Luanda, 18 jul 2026 (Inforpress) — O investimento angolano em Portugal mais do que duplicou desde 2021 e é hoje quase o dobro do investimento português em Angola, segundo dados do Banco de Portugal consultados pela Lusa.

O 'stock' de investimento direto de Angola em Portugal ascendia, no final de 2025, a 4.525,7 milhões de euros, um aumento de 50,9% em relação ao ano anterior e de 152% face a 2021, indicam as estatísticas compiladas pela Agência para o Investimento e Comércio Externo de Portugal (AICEP).

No sentido inverso, o investimento português em Angola fixou-se em 2.410,4 milhões de euros, menos 9,7% do que em 2024 e abaixo do valor registado em 2021.

O saldo, que era positivo para Portugal em 725 milhões de euros em 2021, passou a ser negativo em 2.115,3 milhões de euros em 2025, quando no ano anterior se situava nos 331,2 milhões negativos.
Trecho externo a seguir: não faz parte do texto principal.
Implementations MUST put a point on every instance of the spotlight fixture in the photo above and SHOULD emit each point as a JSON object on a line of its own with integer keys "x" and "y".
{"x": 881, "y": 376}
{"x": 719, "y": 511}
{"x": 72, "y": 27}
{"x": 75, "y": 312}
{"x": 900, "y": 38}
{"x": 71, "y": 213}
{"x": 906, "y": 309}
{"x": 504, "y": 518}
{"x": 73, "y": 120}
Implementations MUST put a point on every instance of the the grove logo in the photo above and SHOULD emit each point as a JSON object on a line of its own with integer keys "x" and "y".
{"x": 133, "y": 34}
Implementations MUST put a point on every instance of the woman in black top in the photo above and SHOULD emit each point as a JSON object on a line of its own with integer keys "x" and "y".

Entre 2021 e 2025, Angola subiu do 14.º para o 9.º lugar entre os 62 países considerados pelo Banco de Portugal como investidores em Portugal, enquanto Portugal caiu do terceiro para o sétimo lugar entre os destinos do investimento direto português no exterior.

Considerando o critério do investidor final, o 'stock' angolano em Portugal era ainda mais elevado, de 5.168,8 milhões de euros, mais 45,2% do que em 2024.

No primeiro trimestre de 2026, Angola investiu 96,1 milhões de euros em Portugal, enquanto o investimento português em Angola foi negativo em 50,2 milhões, contrastando com os 22,2 milhões no período homólogo.

No turismo, Angola rendeu a Portugal 410 milhões de euros em 2025, menos 4,2% do que em 2024, sendo o 14.º mercado emissor entre os 62 países considerados.

As receitas turísticas com angolanos continuaram a cair no primeiro trimestre deste ano, recuando 6,5%, para 104,6 milhões de euros.

Em sentido contrário, as despesas de portugueses em viagens a Angola subiram 10,6% em 2025, para 42,4 milhões de euros, e aumentaram 14,2% no primeiro trimestre de 2026.